Y una noche… la menudita Édith Piaf, grandísima a la vez, sollozó como una loca por un amor que le fue arrancado en un instante.
Cabe suponer que su lamento remojaba el viento mientras sus lágrimas se esfumaban y se convertían en nada, sus átomos se dispersaban en honda desazón y su mente era toda memorias, todo recuerdos, todo pasado. El célebre Gorrión de París no vivía, sobrevivía. Esto sucedía en las semanas posteriores al funesto 28 de octubre de 1949.
En esta fecha que alumbró la tragedia y quedó sellada para siempre, Édith perdió a su amadísimo Marcel Cerdan, gloria mayúscula del boxeo francés y hombre que, pese a presumir una pegada bárbara y salvaje, fue suficientemente adulador y galante para enamorarla de la nuca a los tobillos en unos pocos meses.

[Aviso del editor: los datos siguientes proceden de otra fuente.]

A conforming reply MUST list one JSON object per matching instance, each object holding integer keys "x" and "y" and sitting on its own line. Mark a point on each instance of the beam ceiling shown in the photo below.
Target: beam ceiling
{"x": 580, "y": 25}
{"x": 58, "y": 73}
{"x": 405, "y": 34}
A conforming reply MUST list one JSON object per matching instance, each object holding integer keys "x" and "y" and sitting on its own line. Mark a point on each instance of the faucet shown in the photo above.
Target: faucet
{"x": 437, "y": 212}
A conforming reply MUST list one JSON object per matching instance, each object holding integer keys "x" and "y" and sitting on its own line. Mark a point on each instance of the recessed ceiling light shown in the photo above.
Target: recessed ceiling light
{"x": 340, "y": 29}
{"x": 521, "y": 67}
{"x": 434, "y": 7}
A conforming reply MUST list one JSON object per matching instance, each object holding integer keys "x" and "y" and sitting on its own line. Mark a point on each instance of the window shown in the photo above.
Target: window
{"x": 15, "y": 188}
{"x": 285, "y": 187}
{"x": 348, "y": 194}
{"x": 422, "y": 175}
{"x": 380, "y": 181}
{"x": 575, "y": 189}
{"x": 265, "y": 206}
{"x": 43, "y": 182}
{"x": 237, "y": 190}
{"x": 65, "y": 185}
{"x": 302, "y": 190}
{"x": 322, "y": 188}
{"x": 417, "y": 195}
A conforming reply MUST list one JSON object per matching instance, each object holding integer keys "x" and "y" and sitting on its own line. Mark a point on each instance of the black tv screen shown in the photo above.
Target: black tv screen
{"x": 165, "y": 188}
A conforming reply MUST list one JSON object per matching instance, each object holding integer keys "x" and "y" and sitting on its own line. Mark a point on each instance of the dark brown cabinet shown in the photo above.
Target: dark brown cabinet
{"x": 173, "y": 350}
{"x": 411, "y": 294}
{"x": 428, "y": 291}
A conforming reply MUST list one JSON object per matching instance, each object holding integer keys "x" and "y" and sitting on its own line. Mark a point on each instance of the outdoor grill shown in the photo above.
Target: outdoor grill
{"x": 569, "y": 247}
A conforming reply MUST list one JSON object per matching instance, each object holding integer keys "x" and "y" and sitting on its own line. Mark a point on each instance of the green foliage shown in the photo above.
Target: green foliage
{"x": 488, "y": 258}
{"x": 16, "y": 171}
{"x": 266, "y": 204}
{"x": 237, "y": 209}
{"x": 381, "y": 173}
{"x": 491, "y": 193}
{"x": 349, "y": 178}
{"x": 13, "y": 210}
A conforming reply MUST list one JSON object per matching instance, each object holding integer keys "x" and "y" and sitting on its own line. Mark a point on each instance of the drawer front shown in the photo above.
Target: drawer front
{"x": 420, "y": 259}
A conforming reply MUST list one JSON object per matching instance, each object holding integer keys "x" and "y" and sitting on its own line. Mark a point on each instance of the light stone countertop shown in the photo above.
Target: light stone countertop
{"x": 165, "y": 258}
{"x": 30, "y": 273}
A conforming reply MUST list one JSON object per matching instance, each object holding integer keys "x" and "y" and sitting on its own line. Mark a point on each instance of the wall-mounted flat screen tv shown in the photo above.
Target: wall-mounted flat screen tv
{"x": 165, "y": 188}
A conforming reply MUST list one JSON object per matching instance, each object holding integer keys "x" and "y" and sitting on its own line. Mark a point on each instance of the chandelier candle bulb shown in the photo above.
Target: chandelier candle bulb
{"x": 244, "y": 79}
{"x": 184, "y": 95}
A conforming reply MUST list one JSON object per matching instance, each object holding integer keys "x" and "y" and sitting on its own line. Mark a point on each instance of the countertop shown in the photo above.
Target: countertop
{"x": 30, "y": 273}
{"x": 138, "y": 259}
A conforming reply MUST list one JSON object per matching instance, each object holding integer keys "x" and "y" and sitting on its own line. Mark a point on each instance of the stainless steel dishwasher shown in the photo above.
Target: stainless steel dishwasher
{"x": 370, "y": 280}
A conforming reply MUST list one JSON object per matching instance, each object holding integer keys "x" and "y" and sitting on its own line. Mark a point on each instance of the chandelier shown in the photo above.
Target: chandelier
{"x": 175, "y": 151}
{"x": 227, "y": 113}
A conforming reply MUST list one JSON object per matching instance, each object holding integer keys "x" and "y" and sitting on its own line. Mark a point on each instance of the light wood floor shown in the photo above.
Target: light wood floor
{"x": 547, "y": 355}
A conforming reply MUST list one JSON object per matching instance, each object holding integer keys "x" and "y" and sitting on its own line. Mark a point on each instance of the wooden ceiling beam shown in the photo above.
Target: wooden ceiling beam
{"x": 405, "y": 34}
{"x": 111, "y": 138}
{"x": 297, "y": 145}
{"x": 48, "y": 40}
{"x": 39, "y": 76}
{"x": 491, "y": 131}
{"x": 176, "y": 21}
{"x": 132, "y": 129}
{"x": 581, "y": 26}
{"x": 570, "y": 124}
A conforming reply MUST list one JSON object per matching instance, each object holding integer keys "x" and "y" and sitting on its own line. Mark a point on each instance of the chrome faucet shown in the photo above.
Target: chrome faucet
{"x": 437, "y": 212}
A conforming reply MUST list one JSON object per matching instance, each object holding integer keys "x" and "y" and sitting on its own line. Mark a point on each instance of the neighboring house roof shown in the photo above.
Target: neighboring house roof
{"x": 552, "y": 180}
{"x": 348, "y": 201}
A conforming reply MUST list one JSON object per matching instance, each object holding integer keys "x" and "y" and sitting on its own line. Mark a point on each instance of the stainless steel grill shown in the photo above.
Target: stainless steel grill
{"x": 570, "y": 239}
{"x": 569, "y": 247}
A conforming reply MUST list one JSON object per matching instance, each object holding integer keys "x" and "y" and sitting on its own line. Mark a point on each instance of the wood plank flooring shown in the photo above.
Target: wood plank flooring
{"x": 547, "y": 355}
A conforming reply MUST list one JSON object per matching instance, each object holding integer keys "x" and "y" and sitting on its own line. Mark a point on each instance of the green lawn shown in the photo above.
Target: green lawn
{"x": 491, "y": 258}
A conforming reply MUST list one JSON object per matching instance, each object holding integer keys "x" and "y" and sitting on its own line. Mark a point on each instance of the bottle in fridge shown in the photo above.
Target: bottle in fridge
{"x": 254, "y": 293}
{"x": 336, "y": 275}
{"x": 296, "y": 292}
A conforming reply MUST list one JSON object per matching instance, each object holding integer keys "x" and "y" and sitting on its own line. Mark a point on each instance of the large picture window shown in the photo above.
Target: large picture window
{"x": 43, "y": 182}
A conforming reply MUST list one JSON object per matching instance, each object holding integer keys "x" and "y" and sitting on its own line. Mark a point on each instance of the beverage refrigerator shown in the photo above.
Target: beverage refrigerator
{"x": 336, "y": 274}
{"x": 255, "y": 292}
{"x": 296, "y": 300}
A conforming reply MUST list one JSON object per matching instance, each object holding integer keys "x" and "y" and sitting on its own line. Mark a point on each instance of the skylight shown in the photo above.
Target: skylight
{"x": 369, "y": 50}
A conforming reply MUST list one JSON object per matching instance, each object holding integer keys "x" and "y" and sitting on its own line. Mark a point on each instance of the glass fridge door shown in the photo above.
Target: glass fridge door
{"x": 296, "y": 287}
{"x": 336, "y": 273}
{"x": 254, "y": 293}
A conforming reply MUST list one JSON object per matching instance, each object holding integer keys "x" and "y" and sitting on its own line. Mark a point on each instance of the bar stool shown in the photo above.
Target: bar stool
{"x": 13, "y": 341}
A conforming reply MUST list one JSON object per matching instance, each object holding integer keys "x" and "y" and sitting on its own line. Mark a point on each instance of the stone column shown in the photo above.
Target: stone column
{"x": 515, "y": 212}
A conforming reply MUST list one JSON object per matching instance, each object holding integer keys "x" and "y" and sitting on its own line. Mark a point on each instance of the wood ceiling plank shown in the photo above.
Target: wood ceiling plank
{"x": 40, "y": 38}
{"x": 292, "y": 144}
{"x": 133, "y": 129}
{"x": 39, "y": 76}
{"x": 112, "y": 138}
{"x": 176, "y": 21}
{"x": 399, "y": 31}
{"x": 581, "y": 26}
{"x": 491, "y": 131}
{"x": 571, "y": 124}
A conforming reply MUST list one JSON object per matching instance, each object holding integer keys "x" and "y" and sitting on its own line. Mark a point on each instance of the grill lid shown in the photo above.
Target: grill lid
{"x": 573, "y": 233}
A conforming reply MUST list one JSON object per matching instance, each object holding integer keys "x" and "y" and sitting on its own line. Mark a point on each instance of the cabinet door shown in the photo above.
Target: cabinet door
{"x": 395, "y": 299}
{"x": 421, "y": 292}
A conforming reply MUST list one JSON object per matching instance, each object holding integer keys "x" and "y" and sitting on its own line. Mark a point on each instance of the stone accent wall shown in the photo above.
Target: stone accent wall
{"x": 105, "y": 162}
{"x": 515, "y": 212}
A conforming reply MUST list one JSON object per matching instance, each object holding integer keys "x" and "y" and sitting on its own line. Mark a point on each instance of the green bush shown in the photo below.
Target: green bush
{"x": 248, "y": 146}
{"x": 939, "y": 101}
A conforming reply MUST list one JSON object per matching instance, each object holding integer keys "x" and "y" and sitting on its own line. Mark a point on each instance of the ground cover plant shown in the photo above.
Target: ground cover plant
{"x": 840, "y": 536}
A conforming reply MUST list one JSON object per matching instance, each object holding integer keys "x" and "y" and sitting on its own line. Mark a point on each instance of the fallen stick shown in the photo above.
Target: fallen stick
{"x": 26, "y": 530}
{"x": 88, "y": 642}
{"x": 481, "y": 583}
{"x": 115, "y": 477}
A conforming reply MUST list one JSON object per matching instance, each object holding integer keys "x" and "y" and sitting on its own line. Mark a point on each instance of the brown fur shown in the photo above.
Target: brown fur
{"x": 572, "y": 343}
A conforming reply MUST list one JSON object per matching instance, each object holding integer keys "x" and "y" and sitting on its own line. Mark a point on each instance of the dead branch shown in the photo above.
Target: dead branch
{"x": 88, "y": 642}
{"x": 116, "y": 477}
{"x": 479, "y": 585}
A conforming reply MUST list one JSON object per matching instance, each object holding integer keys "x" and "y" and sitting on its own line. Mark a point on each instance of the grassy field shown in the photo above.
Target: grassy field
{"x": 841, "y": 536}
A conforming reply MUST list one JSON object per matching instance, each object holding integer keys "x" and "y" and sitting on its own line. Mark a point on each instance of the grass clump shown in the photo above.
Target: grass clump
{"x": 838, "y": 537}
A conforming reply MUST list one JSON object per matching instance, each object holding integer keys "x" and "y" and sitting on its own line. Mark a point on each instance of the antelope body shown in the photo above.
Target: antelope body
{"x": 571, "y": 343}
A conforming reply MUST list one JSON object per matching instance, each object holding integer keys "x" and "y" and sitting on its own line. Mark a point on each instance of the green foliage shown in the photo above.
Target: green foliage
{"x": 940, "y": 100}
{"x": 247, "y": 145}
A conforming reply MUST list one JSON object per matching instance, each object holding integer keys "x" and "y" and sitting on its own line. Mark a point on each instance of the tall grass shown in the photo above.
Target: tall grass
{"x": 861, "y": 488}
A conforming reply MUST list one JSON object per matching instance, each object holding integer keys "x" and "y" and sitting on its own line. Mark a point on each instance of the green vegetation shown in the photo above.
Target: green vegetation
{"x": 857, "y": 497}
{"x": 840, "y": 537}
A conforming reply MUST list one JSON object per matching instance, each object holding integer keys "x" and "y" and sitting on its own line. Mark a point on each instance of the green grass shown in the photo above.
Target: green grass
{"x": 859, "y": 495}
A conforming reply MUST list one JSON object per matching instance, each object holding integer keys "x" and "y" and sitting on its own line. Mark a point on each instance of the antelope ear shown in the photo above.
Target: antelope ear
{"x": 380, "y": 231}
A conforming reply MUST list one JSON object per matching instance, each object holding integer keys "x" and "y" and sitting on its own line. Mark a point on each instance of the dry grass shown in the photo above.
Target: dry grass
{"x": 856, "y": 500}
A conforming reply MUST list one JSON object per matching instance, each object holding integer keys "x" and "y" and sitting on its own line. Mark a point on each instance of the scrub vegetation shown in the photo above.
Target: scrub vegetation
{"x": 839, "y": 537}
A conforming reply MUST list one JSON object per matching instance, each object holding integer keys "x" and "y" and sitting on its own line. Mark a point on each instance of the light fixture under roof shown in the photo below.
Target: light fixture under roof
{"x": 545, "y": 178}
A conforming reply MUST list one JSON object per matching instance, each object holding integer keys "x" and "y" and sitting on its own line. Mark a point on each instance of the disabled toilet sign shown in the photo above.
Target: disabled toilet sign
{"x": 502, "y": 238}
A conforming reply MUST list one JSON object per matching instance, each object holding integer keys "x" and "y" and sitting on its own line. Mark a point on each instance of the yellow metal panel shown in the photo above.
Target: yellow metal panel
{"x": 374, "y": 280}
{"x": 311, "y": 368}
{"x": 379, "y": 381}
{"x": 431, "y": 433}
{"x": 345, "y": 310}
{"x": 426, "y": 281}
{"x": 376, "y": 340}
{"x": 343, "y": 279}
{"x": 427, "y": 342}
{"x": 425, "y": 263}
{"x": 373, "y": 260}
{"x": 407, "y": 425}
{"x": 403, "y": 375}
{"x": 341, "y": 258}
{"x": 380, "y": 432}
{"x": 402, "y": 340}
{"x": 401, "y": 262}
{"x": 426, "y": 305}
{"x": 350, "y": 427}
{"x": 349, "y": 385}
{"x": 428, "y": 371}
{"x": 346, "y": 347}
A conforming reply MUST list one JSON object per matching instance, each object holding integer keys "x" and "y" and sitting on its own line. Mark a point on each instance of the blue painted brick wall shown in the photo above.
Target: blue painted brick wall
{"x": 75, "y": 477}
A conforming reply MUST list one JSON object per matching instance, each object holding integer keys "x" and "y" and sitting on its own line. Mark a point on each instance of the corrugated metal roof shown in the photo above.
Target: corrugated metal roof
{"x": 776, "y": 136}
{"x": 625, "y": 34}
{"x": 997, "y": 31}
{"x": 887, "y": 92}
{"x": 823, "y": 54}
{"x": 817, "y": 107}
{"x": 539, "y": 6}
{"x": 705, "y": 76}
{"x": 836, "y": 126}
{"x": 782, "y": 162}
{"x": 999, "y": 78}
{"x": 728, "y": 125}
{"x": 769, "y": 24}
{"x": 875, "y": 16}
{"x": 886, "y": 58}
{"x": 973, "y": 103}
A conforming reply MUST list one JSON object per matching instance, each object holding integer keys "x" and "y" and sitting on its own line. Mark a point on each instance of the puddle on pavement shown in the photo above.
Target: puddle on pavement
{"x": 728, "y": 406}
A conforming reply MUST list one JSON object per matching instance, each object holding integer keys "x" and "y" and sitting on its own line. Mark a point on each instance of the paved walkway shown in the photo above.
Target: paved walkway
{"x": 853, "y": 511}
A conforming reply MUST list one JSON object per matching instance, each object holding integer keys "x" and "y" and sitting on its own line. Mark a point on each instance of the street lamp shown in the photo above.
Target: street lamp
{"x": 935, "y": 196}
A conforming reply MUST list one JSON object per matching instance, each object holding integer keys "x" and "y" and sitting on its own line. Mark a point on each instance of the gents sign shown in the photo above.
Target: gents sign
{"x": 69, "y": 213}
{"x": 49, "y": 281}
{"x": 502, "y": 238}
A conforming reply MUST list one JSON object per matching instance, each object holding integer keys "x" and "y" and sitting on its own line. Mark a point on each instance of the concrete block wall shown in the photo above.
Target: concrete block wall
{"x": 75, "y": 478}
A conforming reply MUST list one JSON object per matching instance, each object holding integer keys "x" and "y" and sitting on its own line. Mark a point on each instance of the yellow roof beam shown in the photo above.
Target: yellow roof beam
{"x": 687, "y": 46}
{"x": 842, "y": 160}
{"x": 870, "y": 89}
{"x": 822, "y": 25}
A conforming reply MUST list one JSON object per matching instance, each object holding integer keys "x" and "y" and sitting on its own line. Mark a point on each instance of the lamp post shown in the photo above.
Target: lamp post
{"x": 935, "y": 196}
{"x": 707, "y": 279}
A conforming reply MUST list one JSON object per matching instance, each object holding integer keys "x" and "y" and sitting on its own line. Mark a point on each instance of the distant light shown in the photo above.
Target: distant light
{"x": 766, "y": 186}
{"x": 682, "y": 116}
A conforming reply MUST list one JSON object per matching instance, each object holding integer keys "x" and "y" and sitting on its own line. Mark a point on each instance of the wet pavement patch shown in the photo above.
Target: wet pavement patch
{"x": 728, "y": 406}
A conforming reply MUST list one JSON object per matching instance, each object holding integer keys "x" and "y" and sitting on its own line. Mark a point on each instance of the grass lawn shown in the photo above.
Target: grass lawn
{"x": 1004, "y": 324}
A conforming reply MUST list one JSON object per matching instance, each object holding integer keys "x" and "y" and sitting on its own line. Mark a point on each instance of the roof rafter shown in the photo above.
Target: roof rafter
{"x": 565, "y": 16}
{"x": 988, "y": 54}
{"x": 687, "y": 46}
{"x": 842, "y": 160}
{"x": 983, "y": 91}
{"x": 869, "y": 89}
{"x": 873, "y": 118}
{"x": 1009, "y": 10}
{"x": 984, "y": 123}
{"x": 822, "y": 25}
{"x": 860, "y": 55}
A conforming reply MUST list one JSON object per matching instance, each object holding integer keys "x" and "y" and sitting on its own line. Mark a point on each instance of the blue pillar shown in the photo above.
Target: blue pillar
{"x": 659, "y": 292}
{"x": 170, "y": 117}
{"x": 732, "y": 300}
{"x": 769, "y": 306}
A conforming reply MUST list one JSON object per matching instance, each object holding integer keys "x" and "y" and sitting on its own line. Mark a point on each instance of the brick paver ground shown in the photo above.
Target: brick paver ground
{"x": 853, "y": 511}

El pugilista de origen argelino se había subido a un avión para cruzar el Atlántico y reunirse con ella en una de esas jornadas en las que el ansia de los amantes ahoga y el deseo de beberse mutuamente tira coletazos frenéticos; así de locos estaban el uno por el otro.
Pero sucedió. A las 2:51 de la madrugada la aeronave Lockheed Constellation, asignada a la ruta París-Nueva York, se estrelló en un monte de las Azores, en un intento malogrado por recargar combustible. El hombre de los guantes aniquiladores, las decenas de victorias sobre el ring y los centenares de besos entregados en exclusiva a Piaf… dejaba este mundo a los 33 años. Fue solamente uno de 49 desdichados. El más mediático.
«Tomaré el primer barco«, había avisado el campeón mundial de los pesos medios a su amada en un telegrama. «Mejor ven en avión, muero por que me tengas en tus brazos«, respondió ella.
Apenas enterada de la tragedia por su agente Louis Barrier, Édith soportó las sensaciones de quien de pronto empieza a creerse sobrante e innecesario entre los vivos y naufragó en la violenta marea de culpas que inhabilita los músculos, diluye la calma y borra la mirada. «¡Marcel!, ¡Marcel!», gritaba trastornada a pocos centímetros del espejo ahumado en su camerino del viejo cabaret Versailles, según relataron testigos. Pero ni así canceló su actuación. Minutos después, Piaf apareció sobre el entarimado con media alma y ese acuchillante tormento detrás del pecho, decidida a rendir tributo a su más grande amor con esa elegía que contenía líricos casi proféticos.
«Cantaré este tema solamente para Marcel Cerdan», dijo a la audiencia neoyorquina con ojos hechos ceniza. Y cumplió la encomienda con lacerante emoción. «L’Hymne a l’amour», composición que había estrenado un mes antes en Manhattan y en cuya letra se asegura que Dios reúne a todos esos locos que se aman con incalculable pasión, sonó tan exquisita como desgarradora.
Apenas completó el último verso, la diva del pequeño barrio de Belleville colapsó. Todos en el cabaret permanecieron inmóviles. Se dice que sólo un incauto fue a auxiliarla y otro a recoger uno de sus zapatos talla 34.
Aquéllos que han escrito del rutilante y fugaz idilio entre dos amantes que decidieron hacer acrobacias y disparates para acercar París y Nueva York lo más posible, colocan «L’Hymne a l’amour», grabada oficialmente seis meses después de la tragedia, como la canción que anuda como ninguna otra a la menuda Édith y a su bárbaro, pero adorado fortachón… Marcel.